Tanpa banyak bicara, Caroline langsung pergi dari kamar Alex menuju dapur dan membereskan semua kekacauan di dapur. Setelah selesai membersihkannya, Caroline langsung pergi mandi dan mengerjakan apa yang seharusnya dikerjakan oleh Caroline.
v 
Malam ini begitu berbeda bagi Caroline. Dia masih tidak percaya atas apa yang menimpanya tadi sore. Sema berlalu begitu cepat dan membekas dalam di benak Caroline. Caroline masih tidak percaya jika seorang Alex yang begitu kejamnya, begitu angkuhnya itu dapat menangis. Caroline berfikir jika apa yang dirasakan Alex pasti sangat menyakitkan. Tapi hingga saat ini dia tak pernah tau apa yang menyebabkan semua ini.

Jam sudah menunjukkan pukul 11 malam, tapi Carolina tidak bisa tidur. Entah apa yang difikirkannya hingga membuatnya susah tidur.

Caroline mengangkat tubuhnya dan duduk di bibir tempat tidur, pikiranya entah kemana. Dilangkahkanya kedua kakinya menuju ke kamar Alex. Entah apa yang difikirkan Caroline hingga ia memutuskan untuk melihat keadaan Alex. Seampainya di depan pintu kamar Alex, Caroline mendengar suara tangisan dari dalam kamar Alex.
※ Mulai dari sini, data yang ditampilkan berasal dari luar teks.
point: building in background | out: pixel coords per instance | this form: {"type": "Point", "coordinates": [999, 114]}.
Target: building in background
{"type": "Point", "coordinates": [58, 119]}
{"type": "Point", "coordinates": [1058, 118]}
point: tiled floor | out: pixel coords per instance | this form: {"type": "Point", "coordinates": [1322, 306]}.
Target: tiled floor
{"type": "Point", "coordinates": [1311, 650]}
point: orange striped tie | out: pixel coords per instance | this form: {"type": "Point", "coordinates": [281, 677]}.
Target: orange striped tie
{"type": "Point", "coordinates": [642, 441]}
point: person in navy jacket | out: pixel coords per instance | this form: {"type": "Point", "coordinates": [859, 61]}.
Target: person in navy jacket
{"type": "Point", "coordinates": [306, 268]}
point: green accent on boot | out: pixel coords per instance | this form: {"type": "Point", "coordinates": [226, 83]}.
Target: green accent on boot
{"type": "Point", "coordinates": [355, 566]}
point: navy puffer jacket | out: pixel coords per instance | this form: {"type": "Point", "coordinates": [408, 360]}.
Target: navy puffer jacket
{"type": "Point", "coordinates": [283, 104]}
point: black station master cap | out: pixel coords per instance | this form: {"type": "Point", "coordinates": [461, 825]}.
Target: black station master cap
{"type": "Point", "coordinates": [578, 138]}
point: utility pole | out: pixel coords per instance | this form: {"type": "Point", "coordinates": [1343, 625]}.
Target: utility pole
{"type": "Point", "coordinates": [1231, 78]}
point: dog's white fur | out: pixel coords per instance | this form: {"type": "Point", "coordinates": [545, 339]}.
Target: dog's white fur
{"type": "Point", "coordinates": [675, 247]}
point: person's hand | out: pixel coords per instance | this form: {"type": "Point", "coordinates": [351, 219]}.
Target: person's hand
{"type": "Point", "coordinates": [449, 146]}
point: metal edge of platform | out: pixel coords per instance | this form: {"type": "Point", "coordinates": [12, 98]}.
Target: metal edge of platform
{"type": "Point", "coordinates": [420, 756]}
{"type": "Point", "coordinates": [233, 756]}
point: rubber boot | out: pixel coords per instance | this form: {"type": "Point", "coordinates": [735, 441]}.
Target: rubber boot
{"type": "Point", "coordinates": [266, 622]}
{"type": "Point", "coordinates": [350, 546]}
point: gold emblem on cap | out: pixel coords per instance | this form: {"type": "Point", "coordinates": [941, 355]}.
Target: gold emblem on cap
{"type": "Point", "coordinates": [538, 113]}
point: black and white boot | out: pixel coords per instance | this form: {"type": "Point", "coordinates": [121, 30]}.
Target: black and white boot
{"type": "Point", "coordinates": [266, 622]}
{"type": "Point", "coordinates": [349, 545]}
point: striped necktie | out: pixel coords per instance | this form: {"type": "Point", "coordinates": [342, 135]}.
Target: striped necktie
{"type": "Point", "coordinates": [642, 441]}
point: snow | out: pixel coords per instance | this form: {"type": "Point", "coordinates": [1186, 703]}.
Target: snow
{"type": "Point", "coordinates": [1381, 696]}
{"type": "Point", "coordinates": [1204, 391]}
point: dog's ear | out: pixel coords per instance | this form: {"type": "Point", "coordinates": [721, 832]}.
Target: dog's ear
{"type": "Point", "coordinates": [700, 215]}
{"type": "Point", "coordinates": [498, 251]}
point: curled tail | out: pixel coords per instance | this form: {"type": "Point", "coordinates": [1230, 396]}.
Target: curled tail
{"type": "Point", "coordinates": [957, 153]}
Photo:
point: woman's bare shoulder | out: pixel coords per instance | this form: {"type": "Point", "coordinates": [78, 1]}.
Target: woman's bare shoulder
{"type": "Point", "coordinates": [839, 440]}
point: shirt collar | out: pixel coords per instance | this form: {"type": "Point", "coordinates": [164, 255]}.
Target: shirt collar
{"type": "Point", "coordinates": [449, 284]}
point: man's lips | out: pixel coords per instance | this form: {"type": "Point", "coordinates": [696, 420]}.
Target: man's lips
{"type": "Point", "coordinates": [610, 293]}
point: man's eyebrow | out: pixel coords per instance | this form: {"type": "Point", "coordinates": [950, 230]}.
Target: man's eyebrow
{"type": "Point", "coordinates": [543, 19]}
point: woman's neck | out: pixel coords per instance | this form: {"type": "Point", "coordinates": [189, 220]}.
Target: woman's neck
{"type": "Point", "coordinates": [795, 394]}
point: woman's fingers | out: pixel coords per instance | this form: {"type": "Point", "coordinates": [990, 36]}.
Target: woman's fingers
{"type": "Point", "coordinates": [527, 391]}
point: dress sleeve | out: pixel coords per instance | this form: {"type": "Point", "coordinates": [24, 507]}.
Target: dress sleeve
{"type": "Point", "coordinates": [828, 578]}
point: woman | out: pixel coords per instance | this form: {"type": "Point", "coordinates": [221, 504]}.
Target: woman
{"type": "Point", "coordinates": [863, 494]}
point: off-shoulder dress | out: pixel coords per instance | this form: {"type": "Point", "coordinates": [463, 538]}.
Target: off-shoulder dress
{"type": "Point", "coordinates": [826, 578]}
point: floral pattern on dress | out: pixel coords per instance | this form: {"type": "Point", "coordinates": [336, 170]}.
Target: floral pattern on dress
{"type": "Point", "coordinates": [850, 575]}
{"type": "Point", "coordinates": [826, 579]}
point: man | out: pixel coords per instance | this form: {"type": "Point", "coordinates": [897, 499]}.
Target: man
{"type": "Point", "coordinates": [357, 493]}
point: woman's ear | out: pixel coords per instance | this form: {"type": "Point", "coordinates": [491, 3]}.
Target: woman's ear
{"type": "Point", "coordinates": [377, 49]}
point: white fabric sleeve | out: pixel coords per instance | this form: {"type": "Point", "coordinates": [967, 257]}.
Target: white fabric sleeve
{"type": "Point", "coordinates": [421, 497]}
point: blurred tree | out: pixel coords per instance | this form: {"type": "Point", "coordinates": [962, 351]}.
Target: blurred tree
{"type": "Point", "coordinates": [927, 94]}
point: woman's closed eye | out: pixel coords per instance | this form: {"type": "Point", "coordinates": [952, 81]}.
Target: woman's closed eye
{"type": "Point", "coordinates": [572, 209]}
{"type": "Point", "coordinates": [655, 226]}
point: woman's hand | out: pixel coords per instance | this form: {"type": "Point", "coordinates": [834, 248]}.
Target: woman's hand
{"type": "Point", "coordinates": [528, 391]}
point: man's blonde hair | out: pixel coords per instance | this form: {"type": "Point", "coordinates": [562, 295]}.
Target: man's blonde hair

"Apa jangan-jangan itu Alex yah?" tanya Caroline pada dirinya sendiri.

Dirapatkanya telinga Caroline ke pintu untuk memperjelas pendengarannya. “Praannkk,,,,” Terdengar suara yang mengagetkan Caroline dari dalam. Tanpa pikir panjang, Caroline langsung masuk ke dalam kamar Alex yang kebetulan tidak terkunci. Mata Caroline membulat melihat Alex yang sedang berdiri dengan nafas tersengal-sengal dan kamarnya yang berantakan.

"AAA,,,, aku benci kalian, aku benci! lebih baik aku mati!" Teriak Alex dan memberantakkan semua isi kamarnya dan kemudian mengambil sebuah serpihan kaca. Dan diarahkannya serpihan kaca itu ke urat nadinya.
"Apa yang kau lakukan Alex?" Tanya Caroline dengan wajah khawatirnya.
“Stop jangan bergerak!” ucap Alex memperingatkan Carolie agar tidak mendekat.
“Alex, jangan nekat, kau tidak bisa melakukannya, Alex!” ucap Caroline berusaha membujuk Alex agar tidak melakukan aksi nekatnya.
“Bullshit, kau pembantu sialan tak tahu apa-apa!” teriak Alex. Semakin deras air mata di pipi Alex.
“Aku tahu Alex, aku tahu! Tapi jangan lakukan itu Alex! Dengan kau bunuh diri tidak akan pernah bisa menyelesaikan masalah!” Ucap Caroline meyakinkan Alex seraya melangkahkan kakinya secara perlahan kearah Alex.
“Aku bilang jangan bergerak!” teriak Alex
“Ok, akan aku turuti kemauan mu, tapi aku mohon jangan lakukan itu, Alex!” ucap Caroline dan menghentikan langkahnya seperti kemauan Alex.
“Shut up,,,! Kau itu tak tahu apa-apa. Asal kau tahu, taka ada yang menginginkanku di dunia ini, jadi buat apa aku hidup, lebih baik aku mati!” teriak Alex.
“Siapa bilang tak ada yang menginginkanmu, huh? Siapa yang tidak menginginkanmu, huh? Aku tanya, SIAPA?” tanya Caroline dengan nada kencang.
“Semua,, semuanya. Tak ada yang menginginkanku. Papa, Mama, dan juga termasuk kau! Aku benci dengan semua ini, tak ada yang bisa mengerti aku!” teriaknya menjawab peranyaan Caroline.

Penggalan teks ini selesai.